Cyware Daily Threat Intelligence April 09, 2018

Fake WhatsApp Plus
Hackers are circulating a fake WhatsApp app, dubbed WhatsApp Plus, on the web. This malicious app is a variant of Android/PUP.Riskware.Wtaspin.GB, a fake WhatsApp riskware. The app is capable of stealing sensitive information from the infected smartphone and also install malware. The APK file of the app is in circulation online via comments on blogs and forums.

NetSupport Manager RAT
Compromised websites are being leveraged to spread NetSupport Manager remote access tool (RAT) in the form of fake updates masquerading as Adobe Flash, Chrome, and FireFox updates. This is a malicious JavaScript payload, that sends basic system information--like architecture, computer name, username, processors, OS, domain, manufacturer, model, MAC address, keyboard, pointing device, display controller configuration, and more--to the server.

LockCrypt ransomware cracked
Weakness in encryption in the LockCrypt ransomware has been identified by security researchers. The malware is spread via RDP brute-force attacks that must be manually installed. Since the hackers reused the buffer, their algorithm became vulnerable to a plain text attack.
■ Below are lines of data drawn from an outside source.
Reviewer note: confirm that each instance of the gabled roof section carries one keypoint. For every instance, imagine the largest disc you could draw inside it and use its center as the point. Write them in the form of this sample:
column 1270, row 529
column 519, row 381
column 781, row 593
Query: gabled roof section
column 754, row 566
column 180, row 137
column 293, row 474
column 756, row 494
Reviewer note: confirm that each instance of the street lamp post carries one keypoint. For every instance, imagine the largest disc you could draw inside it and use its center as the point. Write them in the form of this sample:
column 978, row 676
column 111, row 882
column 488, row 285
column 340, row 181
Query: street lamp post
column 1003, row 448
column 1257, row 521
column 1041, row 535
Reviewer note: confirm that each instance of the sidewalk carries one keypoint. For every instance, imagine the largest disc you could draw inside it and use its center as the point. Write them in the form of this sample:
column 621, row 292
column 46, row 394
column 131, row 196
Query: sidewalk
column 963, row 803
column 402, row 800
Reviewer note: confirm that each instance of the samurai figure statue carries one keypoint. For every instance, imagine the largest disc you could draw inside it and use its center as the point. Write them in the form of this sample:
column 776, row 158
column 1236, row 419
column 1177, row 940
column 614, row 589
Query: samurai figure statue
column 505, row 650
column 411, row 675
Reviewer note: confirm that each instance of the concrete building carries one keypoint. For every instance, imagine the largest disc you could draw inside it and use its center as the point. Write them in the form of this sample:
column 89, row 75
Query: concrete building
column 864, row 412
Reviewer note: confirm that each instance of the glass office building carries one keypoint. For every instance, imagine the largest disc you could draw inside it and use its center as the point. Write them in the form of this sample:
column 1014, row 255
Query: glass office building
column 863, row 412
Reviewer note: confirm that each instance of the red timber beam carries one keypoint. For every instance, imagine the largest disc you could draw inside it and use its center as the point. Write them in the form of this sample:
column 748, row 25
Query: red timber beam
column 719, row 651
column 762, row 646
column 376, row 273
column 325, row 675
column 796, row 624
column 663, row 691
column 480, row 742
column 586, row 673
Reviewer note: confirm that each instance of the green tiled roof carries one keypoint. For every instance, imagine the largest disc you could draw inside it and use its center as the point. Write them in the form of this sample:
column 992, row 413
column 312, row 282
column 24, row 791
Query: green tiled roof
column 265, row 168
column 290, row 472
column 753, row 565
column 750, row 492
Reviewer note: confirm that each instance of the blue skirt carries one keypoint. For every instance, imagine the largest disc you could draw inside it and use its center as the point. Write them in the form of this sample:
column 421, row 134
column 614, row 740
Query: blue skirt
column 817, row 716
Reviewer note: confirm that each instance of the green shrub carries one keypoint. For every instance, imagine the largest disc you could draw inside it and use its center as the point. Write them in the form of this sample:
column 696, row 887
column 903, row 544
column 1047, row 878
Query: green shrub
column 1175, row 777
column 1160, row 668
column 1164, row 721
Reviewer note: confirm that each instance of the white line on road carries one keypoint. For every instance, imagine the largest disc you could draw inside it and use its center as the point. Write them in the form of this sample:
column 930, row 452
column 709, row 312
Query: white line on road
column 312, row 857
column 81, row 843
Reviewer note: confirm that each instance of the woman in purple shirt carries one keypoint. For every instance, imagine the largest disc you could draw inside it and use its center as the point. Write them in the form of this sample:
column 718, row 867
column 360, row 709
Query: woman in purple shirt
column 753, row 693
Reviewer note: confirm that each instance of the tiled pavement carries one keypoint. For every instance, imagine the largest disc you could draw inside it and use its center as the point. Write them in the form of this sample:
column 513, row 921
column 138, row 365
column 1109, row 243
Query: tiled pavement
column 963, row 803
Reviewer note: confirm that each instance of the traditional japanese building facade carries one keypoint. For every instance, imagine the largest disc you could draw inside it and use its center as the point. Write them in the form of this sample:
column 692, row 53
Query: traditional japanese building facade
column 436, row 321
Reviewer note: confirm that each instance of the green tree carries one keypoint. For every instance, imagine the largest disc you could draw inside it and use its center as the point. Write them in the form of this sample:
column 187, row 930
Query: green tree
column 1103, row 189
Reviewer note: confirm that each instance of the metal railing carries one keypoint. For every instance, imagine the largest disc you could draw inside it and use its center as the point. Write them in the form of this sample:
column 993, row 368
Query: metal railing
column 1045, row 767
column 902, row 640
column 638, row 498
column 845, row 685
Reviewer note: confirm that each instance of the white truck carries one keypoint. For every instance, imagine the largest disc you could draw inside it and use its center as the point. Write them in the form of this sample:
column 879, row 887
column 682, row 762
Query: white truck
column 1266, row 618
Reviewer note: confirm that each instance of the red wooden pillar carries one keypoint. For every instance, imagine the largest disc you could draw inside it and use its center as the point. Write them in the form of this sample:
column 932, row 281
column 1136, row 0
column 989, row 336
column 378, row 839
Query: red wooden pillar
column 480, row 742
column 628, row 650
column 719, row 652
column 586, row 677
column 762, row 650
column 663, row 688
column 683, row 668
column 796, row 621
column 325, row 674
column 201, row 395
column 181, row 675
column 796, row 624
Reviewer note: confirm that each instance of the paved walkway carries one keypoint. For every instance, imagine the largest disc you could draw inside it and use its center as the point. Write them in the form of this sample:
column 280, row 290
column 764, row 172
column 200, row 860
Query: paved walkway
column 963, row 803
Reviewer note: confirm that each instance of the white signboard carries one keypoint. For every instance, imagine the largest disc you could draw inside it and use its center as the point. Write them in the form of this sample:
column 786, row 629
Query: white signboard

XSS Flaw found in IBM WebSphere Portal
A cross-site scripting (XSS) flaw, dubbed as CVE-2018-1483, has been discovered in IBM WebSphere Portal. This flaw allows hackers to embed arbitrary JavaScript code in the UI of the web to alter the intended functionality and leads to the disclosure of the credentials. The flaw has already been fixed.

Authentication bypass flaw in Auth0 Identity platform
An authentication bypass vulnerability has been discovered in identity-as-a-service platform Auth0. Exploiting this flaw would allow hackers to access any portal or application, which are using Auth0 service for authentication. The vulnerability has been mitigated as the affected libraries have been extensively rewritten. New versions of SDKs have also been released.

Vulnerability in Linux Beep Command
A local privilege escalation vulnerability has been discovered in beep, an advanced PC speaker beeper. Beep allows the calling user to trigger those side effects even if they are not authorized to do so. Users needn't worry, as this tool doesn't exist in most of the modern day processors.